On 07 Jun 2015, at 18:35, John Clark wrote:

On Sat, Jun 6, 2015  Bruno Marchal <marc...@ulb.ac.be> wrote:

>> An event is just a place and a time; are you saying that mathematics is incapable of handling 4 coordinates?

> Of course, applied mathematics exists, and you can represent event in mathematics, but you shopuld not confuse something (a physical event) and its mathematical representation.

I am not confusing that but I think sometimes you might be confusing a physical thing with the language (mathematics) the descriptive representation of the thing is presented in. Or maybe not, maybe you're right and mathematics is more than just a language and is more fundamental than physics; nobody knows including you.


Nobody can know. But we can reason from hypothesis. With the computationalist hypothesis, the immateriality of consciousness is contagious on the possible environment. Nobody pretends this is obvious, especially for people stuck at the step 3.




>> but if something requires an infinite number of steps to determine what it will do its not very deterministic.

> It is, when you agree to apply the excluded middle on the arithmetical proposition, or actually it is enough to believe that a closed Turing machine stop or does not stop.

Deterministic perhaps, but not predictable even in theory.

OK, but that is enough to conceive the set of the Gödel number of true sentences of arithmetic, and prove theorems about that set. That set can be defined in standard set theory or second-order arithmetic (analysis).

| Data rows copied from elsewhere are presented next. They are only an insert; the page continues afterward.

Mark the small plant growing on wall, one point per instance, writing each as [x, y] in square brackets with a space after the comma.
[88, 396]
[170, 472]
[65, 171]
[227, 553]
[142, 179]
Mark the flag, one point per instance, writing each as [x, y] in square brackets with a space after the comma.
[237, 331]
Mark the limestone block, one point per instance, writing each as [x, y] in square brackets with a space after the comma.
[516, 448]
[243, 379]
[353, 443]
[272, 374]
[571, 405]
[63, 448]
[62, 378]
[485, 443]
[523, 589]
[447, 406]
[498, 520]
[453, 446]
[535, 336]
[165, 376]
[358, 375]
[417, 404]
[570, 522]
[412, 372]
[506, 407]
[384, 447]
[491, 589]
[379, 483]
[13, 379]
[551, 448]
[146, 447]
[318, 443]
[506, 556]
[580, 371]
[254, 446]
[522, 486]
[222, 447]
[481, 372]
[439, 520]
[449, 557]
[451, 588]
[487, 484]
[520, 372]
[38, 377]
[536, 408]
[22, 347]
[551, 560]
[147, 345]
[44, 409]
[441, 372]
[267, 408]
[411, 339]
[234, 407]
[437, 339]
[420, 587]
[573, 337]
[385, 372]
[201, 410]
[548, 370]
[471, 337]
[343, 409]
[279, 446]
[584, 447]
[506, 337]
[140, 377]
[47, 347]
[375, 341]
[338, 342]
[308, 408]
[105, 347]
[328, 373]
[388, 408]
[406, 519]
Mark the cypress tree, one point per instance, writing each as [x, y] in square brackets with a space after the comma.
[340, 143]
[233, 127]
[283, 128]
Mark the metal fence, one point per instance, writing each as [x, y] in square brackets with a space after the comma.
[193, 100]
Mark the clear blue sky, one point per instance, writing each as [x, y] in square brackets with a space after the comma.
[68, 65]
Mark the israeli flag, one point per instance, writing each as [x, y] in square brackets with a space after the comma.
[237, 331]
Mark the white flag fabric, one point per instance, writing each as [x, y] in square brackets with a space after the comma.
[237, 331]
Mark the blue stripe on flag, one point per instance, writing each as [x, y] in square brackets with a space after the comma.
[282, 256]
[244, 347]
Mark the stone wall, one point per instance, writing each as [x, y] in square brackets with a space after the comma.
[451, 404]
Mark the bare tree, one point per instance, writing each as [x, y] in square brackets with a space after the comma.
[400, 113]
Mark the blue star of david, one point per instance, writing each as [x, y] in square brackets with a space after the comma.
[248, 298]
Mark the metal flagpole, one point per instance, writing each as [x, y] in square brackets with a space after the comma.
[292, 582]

>>> Bullshit. I have never argued anything about "comp1" and never will because I'm sick to death with "comp" of any variety.

>> In some post you argued once that comp1 is trivial,

> ?

!

> I remember you said that comp as I meant it is trivially, true, is wrong (btw). If you don't remember what you post, the conversation might loss its meaning.

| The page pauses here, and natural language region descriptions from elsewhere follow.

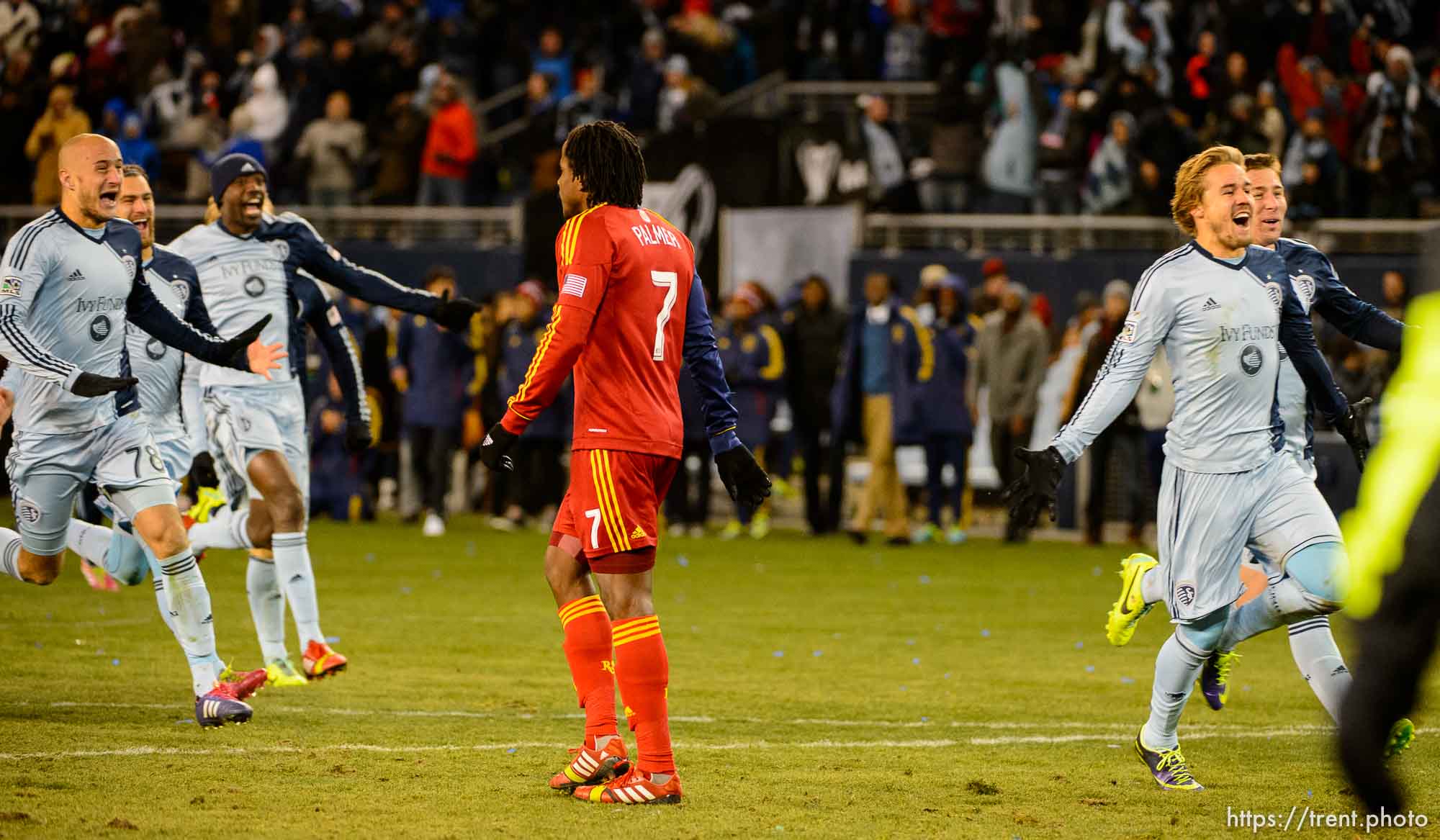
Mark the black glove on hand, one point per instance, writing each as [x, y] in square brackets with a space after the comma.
[454, 314]
[202, 472]
[742, 477]
[1035, 491]
[496, 445]
[1353, 429]
[237, 348]
[358, 436]
[99, 386]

Half of your theory is true but trivial, the other half is not trivial and not true.

You don't know the other half. You said repeatedly that you never find the need to read after step 3. And you show to know nothing about computability theory (which explains why the second part eludes you).

So you have read 3/8 of the simple part (done for the novice), that is 3/16 of the work, and you judged it?





As for "comp"... I have so often heard you say "according to comp blah blah" that I no longer know what your silly little homemade slang word is supposed to mean, but I do know it can't mean Computationalism. And now dear god we've got "comp1" and "comp2" to add to the mix!

That was a gentle attempt by Liz to make sense of *your* distinction (between Computationalism (comp1) and what I explain as consequence of it, comp2). Comp2 is computationalism when you understand UDA, and that primitive matter is transformed into a god of the gap type of notion, with respect to the mind-body problem, or even just the body problem.

It is not that we don't need the notion of primary matter, it is that even if that exists, we can't relate it to consciousness in any way.

If we would need a piece of matter, either it is Turing emulable, and it means we did not get the level right, or it is not Turing emulable, and then, its needs just shows that comp is wrong. QED.

UDA is a question, and AUDA is the non trivial beginning of the Universal Machine's answer, when she introspect herself enough (can prove its only universality, in some technical precise sense).

But how foolish am I when trying someone to listen to the machine, if that person cannot even listen to humans.

The universal machines, like babies, are born intelligent, but they can evolve and become stupid, feeling superior, and destroying themselves.